Given that the Lib Dem manifesto was nearly a third shorter than the Conservative manifesto, this makes the difference even starker.

In their manifesto, the Conservatives used the word polluting only once, whilst the Lib Dems mentioned pollution 14 times. This suggests a qualitatively difference in each parties’ perception of environmental issues. It may be the case that this is a result of the Conservatives making aspirational (perhaps utopian) appeals about the environment, whilst the Lib Dems are focusing upon an existing problem that needs to be managed.

Labour made no references at all to pollution. This may be a result of their focus upon a ‘green recovery’ (largely in economic terms) rather than a more dedicated ‘environmentalism’.

More generally, the Lib Dems were far less likely to use imagery relating to ascending (‘rise’, ‘rising’, etc.; 110% less uses) or height (‘higher’, ‘grow’, etc.; 54% less uses) than Labour. In this respect, the Lib Dems were similar to the Conservatives, between who there were no significant differences.

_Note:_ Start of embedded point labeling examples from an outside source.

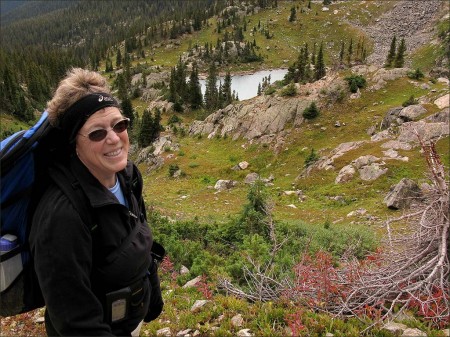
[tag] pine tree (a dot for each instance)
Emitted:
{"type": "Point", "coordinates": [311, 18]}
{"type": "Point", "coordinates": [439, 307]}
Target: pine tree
{"type": "Point", "coordinates": [226, 89]}
{"type": "Point", "coordinates": [195, 91]}
{"type": "Point", "coordinates": [320, 70]}
{"type": "Point", "coordinates": [127, 110]}
{"type": "Point", "coordinates": [118, 58]}
{"type": "Point", "coordinates": [391, 55]}
{"type": "Point", "coordinates": [145, 132]}
{"type": "Point", "coordinates": [400, 56]}
{"type": "Point", "coordinates": [172, 89]}
{"type": "Point", "coordinates": [292, 17]}
{"type": "Point", "coordinates": [211, 92]}
{"type": "Point", "coordinates": [350, 52]}
{"type": "Point", "coordinates": [311, 112]}
{"type": "Point", "coordinates": [342, 53]}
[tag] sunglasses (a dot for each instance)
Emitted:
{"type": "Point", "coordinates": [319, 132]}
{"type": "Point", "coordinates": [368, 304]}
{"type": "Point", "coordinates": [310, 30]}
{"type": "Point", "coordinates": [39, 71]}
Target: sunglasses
{"type": "Point", "coordinates": [100, 134]}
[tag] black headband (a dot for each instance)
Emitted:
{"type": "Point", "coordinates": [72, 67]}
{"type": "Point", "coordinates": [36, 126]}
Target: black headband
{"type": "Point", "coordinates": [77, 114]}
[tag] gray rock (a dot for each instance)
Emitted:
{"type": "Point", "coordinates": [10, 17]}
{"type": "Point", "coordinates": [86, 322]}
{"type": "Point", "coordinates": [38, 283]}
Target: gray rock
{"type": "Point", "coordinates": [237, 321]}
{"type": "Point", "coordinates": [371, 172]}
{"type": "Point", "coordinates": [164, 332]}
{"type": "Point", "coordinates": [365, 161]}
{"type": "Point", "coordinates": [391, 117]}
{"type": "Point", "coordinates": [396, 145]}
{"type": "Point", "coordinates": [439, 117]}
{"type": "Point", "coordinates": [411, 112]}
{"type": "Point", "coordinates": [199, 304]}
{"type": "Point", "coordinates": [442, 102]}
{"type": "Point", "coordinates": [345, 174]}
{"type": "Point", "coordinates": [222, 184]}
{"type": "Point", "coordinates": [414, 332]}
{"type": "Point", "coordinates": [251, 178]}
{"type": "Point", "coordinates": [427, 131]}
{"type": "Point", "coordinates": [244, 333]}
{"type": "Point", "coordinates": [395, 328]}
{"type": "Point", "coordinates": [403, 194]}
{"type": "Point", "coordinates": [184, 333]}
{"type": "Point", "coordinates": [193, 282]}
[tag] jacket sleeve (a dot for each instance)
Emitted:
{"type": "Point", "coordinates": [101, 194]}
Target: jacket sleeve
{"type": "Point", "coordinates": [156, 302]}
{"type": "Point", "coordinates": [62, 249]}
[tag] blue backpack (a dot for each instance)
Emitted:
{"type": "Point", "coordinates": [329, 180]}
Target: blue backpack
{"type": "Point", "coordinates": [24, 159]}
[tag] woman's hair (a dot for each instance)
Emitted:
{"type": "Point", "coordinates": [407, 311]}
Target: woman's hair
{"type": "Point", "coordinates": [77, 84]}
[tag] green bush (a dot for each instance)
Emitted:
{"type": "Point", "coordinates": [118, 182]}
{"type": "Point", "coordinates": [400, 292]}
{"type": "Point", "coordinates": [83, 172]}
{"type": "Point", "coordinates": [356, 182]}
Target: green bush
{"type": "Point", "coordinates": [311, 112]}
{"type": "Point", "coordinates": [410, 101]}
{"type": "Point", "coordinates": [416, 75]}
{"type": "Point", "coordinates": [355, 81]}
{"type": "Point", "coordinates": [289, 90]}
{"type": "Point", "coordinates": [172, 169]}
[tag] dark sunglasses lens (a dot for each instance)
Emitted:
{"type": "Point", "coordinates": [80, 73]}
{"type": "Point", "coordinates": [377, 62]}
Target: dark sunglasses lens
{"type": "Point", "coordinates": [121, 126]}
{"type": "Point", "coordinates": [98, 135]}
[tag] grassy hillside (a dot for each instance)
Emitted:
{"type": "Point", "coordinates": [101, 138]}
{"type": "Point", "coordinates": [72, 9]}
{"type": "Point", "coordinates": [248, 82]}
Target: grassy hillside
{"type": "Point", "coordinates": [189, 216]}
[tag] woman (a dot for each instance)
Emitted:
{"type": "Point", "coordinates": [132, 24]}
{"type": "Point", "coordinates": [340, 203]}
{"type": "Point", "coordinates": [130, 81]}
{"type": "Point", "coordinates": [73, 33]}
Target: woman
{"type": "Point", "coordinates": [97, 276]}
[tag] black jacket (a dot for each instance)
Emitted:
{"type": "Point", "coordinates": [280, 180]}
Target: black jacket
{"type": "Point", "coordinates": [77, 264]}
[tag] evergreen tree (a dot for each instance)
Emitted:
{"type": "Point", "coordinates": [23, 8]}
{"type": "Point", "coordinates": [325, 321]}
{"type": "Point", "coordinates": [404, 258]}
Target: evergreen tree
{"type": "Point", "coordinates": [172, 89]}
{"type": "Point", "coordinates": [320, 65]}
{"type": "Point", "coordinates": [292, 17]}
{"type": "Point", "coordinates": [150, 128]}
{"type": "Point", "coordinates": [226, 90]}
{"type": "Point", "coordinates": [145, 132]}
{"type": "Point", "coordinates": [342, 53]}
{"type": "Point", "coordinates": [195, 91]}
{"type": "Point", "coordinates": [127, 110]}
{"type": "Point", "coordinates": [118, 58]}
{"type": "Point", "coordinates": [311, 112]}
{"type": "Point", "coordinates": [211, 92]}
{"type": "Point", "coordinates": [122, 91]}
{"type": "Point", "coordinates": [391, 55]}
{"type": "Point", "coordinates": [350, 52]}
{"type": "Point", "coordinates": [400, 56]}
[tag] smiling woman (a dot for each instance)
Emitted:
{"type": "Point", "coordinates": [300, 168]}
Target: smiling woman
{"type": "Point", "coordinates": [96, 278]}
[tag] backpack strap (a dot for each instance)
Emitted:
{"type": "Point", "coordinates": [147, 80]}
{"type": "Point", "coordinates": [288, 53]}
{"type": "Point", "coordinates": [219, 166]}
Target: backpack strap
{"type": "Point", "coordinates": [19, 144]}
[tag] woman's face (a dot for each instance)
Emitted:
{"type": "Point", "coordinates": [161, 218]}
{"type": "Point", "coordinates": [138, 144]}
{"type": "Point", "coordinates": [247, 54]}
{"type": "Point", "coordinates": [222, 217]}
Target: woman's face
{"type": "Point", "coordinates": [106, 157]}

This is consistent with a relatively less positive vision of the UK in measurable areas (notably the economy) of both past performance and future prospects.

Again similarly to the Conservatives, the Lib Dems are less likely to use words relating to time (‘past’, ‘decade’, ‘time’, etc.) than Labour (34% less uses). Also similarly to the Conservatives, the Lib Dems are more likely to invoke ‘abstract thought’ imagery (‘belief’, ‘choice’, ‘plan’, etc.) than Labour (37% more uses).

This is probably a result of Labour attempting to play upon their past reputation for governing, whilst the Lib Dems (who have no recent governing experience) attempt to suggest alternate prospects.

Interestingly, this is a dangerous strategy for Labour. Recent scholarly work has shown that voters can have a ‘thermostatic’ perception of issues (discussed in more detail here). They vote for a party because the party offers them something that they want; once that want has been met other wants and needs come to the fore.

At best, the government has successfully given people what they wanted and they have ceased to want more. Playing on this in an election risks isolating voters by reminding them that you are no longer offering to fulfil new ‘wants’.

At worst, the government has provided too much and voters will actively want less. Either way, other parties can make gains. Attempting to trade on past performance – by looking back at the wants you have met in the past – may bring less reward than some in the party might hope.

All differences noted are significant at the 95% level, unless explicitly stated, and all percentage comparisons are corrected for relative differences in size. Absolute word usage numbers are uncorrected.